É possível que seja simplesmente uma escolha. De exercício diário e difícil, é verdade, mas exequível e real quando intencionado. O segredo talvez resida em não ter medo de ser gentil e, em consequência, ser abusado. O medo da velha história de estender a mão e ver arrancado o braço. Não será possível estender a mão, firme, sólida, generosa, e, ao mesmo tempo, se necessário for, impor sua necessidade de respeito e a integridade do tal braço, que, neste momento, não pode ser doado?

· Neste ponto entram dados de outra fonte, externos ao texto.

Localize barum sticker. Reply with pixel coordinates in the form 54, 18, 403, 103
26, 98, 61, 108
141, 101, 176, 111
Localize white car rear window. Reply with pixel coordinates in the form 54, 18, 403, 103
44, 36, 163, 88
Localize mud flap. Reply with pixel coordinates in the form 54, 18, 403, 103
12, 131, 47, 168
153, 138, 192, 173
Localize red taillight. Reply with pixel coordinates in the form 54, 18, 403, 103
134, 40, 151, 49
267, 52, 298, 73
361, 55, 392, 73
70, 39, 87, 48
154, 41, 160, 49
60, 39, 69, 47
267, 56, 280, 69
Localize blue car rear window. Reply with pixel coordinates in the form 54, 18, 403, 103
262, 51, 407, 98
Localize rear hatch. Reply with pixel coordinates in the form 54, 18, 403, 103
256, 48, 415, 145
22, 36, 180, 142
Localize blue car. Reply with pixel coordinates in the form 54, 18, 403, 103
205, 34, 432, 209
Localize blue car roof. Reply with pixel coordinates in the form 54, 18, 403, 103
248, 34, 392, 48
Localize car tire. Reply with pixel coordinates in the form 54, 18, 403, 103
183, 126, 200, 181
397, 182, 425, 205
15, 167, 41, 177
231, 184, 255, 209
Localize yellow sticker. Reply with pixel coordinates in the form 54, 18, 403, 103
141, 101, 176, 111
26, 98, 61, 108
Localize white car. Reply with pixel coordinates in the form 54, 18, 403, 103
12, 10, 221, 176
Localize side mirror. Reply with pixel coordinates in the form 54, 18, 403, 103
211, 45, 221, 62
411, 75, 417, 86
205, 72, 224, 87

É provável que o limite seja tênue e que um elemento imponha-se no caminho; o narcisismo do bom. É comum que aquele que faz bondades não possa aceitar ser rejeitado, decepcionar e, assim, quem sabe, despertar ódio e frustração. Mais comum ainda é que esta necessidade de prover ao outro e ser pelo outro visto como um verdadeiro redentor implique em uma falta de capacidade de prover a si mesmo.
A resposta para a pergunta de "o que justifica a falta de ética?" pode ser tudo ou nada. Por isso, pensar diariamente nas escolhas, sobretudo naquelas que concernem às relações, é uma prática de caráter e sabedoria.
Deve haver, acredito, um equilíbrio saudável. O que não parece possível é dar sequência a um estilo de vida, aparentemente o vigente, em que a bondade torna-se rara e desvalorizada, e não seja mais pretensão de ninguém. "O mundo é dos espertos". Será?
Por último, é interessante lembrar que ser bom não consiste em atos grandiloquentes de esforços homéricos. Trata-se apenas, muitas vezes, de disponibilidade. Estar disponível para o outro é já uma ação coerente com o fato de que vivemos num mesmo espaço e tempo.
"Prefiro ser otimista e estar errado a ser pessimista e estar certo."